Jeffrey Morgenthaler is an award-winning bartender at one of America’s most renowned craft cocktail joints, Clyde Common in Portland, Oregon. He’s also an accomplished writer, whose work has appeared in the New York Times, Playboy and the Wall Street Journal. His new tome, The Bar Book: Elements of Cocktail Technique (Chronicle Books) is the first bartending manual focused entirely on the essential cocktail making methodology.
We asked Morgenthaler for some tips on how to make drinks like the pros.
1) Cause a stir
One of the basic rules of mixology is that anything clear gets stirred; if it ain’t clear, shake it. The former seems easy enough, right? Not so, says Morgenthaler: “It takes a lot of practice to become proficient with a bar spoon, and most nonprofessionals have a difficult time getting it right.” A simple solution for the bar spoon–challenged is to use a plastic chopstick for exactly 30 seconds. No more, no less. But whatever you do, don’t try to stir and chew gum at the same time. You might hurt yourself.
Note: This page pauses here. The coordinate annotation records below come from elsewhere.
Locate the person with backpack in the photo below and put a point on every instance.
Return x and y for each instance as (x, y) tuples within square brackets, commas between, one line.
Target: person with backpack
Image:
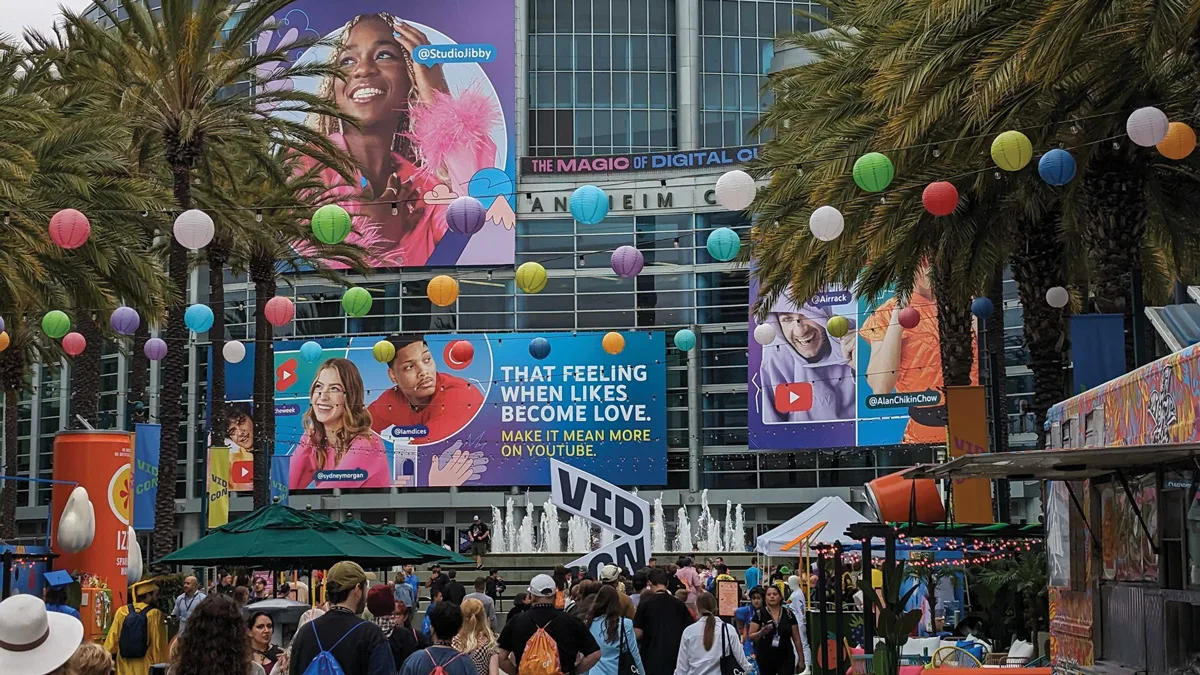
[(545, 640), (138, 637), (340, 641), (441, 658)]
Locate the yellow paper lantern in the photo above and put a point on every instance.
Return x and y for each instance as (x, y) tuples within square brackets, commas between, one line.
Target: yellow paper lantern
[(443, 291), (1180, 141), (613, 342)]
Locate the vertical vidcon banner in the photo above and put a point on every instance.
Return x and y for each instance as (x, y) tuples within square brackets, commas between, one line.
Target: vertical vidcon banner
[(967, 407), (145, 473), (433, 89), (219, 487)]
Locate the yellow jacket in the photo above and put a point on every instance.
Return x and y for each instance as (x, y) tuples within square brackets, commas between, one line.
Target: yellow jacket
[(157, 649)]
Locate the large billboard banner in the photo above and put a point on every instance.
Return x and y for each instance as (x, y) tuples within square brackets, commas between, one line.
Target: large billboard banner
[(454, 410), (879, 384), (432, 89)]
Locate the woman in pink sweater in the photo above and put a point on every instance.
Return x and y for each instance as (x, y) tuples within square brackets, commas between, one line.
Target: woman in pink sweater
[(339, 448)]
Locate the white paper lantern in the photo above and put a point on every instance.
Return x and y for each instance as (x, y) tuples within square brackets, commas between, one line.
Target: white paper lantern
[(1147, 126), (765, 334), (735, 190), (193, 230), (234, 351), (827, 223), (1057, 297)]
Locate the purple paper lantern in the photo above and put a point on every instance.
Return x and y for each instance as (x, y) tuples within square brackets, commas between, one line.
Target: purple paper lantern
[(466, 215), (627, 262), (125, 321), (155, 348)]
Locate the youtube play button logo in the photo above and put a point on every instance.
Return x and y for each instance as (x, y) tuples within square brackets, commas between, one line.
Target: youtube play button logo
[(793, 396), (286, 375)]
2) You’re crushing it, dude!
So you love a good mint julep, but can’t afford one of those fancy freezers that pulverizes frozen water. You can get perfectly crushed ice like they have in the fancy craft cocktail bars using a Cuisinart. All you have to do, says Morgenthaler, is “Fill your food processor with ice cubes, pulse, pulse, pulse, and before you know it, you’ve got beautiful, granular, fluffy crushed ice.” If you don’t have a Cuisinart, well, you should probably quit drinking and get a job.
3) Whip it good
Wanna top that cocktail with some creamy deliciousness? Um, yeah, you do. Especially when it’s as easy as filling a Mason jar halfway with whipping cream and shaking it like a Polaroid. No need for messy whisks or bowls, and your cream is already in the dispensing vessel. Just shake until your cream has increased in volume by about half. Then pour it onto that Irish Coffee or boozy Manhattan Float or whatever blows your hair back. How sweet it is.
4) Do the twist
To get a robust piece of citrus zest, use a Y-shape vegetable peeler, then trim up the sides and ends of the strip with a paring knife. There are two options when it comes to getting the peel into the drink. You can curl the peel around the inside of an empty glass and slowly fill with ice, while maintaining the peel’s placement with your handy chopstick or, if you’re feeling cocky, you can carefully work it between the cocktail and the side of the glass with a bar spoon.
5) Keep it simple
Most recipes for simple syrup call for mixing identical volumes of sugar and water, but Morgenthaler employs a different method. “For me, it’s all about balance, and to achieve the desired balance in simple syrup I measure the parts by weight rather than volume.” Will you need a kitchen scale for this? Yes, you will. Is it worth it? I don’t know—do you want to argue with the guy who just taught you the easiest way to stir a drink? We consulted a team of scientists by the way, and they confirmed that sugar does indeed weigh slightly less than water. They also posited that Morgenthaler, like most geniuses, may be slightly obsessive-compulsive.